Our first visit to South Africa was in 2005. Michael, my late partner, and I were seeking more than just sunshine and scenery — we were looking for something real, something human. That’s when we met Jaucki, a tour guide who introduced us to township life — and unknowingly, to a whole new way of understanding relationships.
Many people imagine townships as impoverished and chaotic. But what I saw was a place alive with connection. These were communities where relationships were not optional, but essential — where families lived close, neighbours talked daily, and hardship was faced together.
Of course, challenges existed — addiction, poverty, and fractured homes. I saw the strain these placed on families and the heartbreak of trust broken between loved ones. But even amidst the struggle, I saw bonds being rebuilt and held together by sheer will and compassion.
Meeting Dreamcatcher — And a New Kind of Family
It was through Jaucki that I met Anthea Rossouw, founder of Dreamcatcher South Africa. Her vision was simple but radical: empower marginalised women through education and enterprise so they could care for their families with dignity. In other words, strengthen the relationships that matter most — between parents and children, neighbours and friends.
Michael and I returned every December for 15 years. It became a rhythm of our relationship — not just with each other, but with the community we had come to love. He took extraordinary photographs that captured something words often missed: the quiet strength of mothers, the joy of children, the unity of neighbours leaning on one another.
I led workshops on entrepreneurship. He created portraits that told human stories. Together, we were more than visitors — we were participants in something deeply relational.
My First Assignment: Confidence Through Connection
My most recent visit took me to a school in the Kwanangaba towns
hip, where I led a confidence-building workshop for teenagers. I asked them to look each other in the eye and shake hands with purpose — to feel the strength of that moment of connection.
It was awkward at first, but slowly, something shifted. There was laughter, and a spark of self-belief. What began as a simple gesture became a lesson in how we relate to the world — and to ourselves.
Relationships start here: in the small signals of respect and presence. I reminded those young people that connection begins with showing up — with eye contact, a smile, and the courage to be seen.
Continuing the Journey — In Michael’s Name
Michael passed away last year, but his love still travels with me. Before he died, we spoke about the work we had started — how it had shaped our own relationship and brought us closer.
And so, I returned.
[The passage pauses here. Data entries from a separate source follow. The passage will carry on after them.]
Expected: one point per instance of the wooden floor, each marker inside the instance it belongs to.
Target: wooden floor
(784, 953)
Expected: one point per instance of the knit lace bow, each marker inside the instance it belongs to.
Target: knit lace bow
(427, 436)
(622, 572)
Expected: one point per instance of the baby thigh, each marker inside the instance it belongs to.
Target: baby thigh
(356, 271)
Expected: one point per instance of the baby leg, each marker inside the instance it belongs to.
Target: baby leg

Alone, yes — but carrying our shared commitment to the people who had welcomed us so generously. Each workshop I now deliver — on stress, on wellbeing, on resilience — is part of that legacy.
The Universal Language of Love and Stress
When I speak to women in South Africa about stress, the themes are universal: relationships under strain, not enough time, feeling unheard. Whether in a London boardroom or a township kitchen, the human heart speaks the same language.
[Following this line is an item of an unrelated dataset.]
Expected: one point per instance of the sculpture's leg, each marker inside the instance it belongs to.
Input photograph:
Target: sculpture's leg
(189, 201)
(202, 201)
And in both places, stress often arises when relationships falter — when we feel unsupported, unseen, or disconnected.
But the solutions, too, are shared: empathy, communication, trust.

A Community that Still Knows How to Love
After six years away — separated by the pandemic — I didn’t know what to expect. But the welcome I received reminded me why this work matters. In Melkhoutfontein, where I’m staying, people still wave to one another. Children still play freely. Families still gather around shared meals.
In a world that often forgets the value of community, this place remembers. And it’s in these spaces — where love is visible in everyday actions — that relationships are not only built, but nourished.
Final Reflections: What Township Life Taught Me About Love
South African townships are not perfect. Addiction and poverty leave scars. But families stay close. Neighbours look out for one another. And love — even in its most practical forms — is everywhere.
Michael and I came here as outsiders. But we were drawn in by the strength of human connection. And now, even in his absence, that connection continues.
As I prepare for another workshop tomorrow, I hold this close:
Love doesn’t just survive across borders — it thrives, especially when it’s rooted in service, compassion, and community.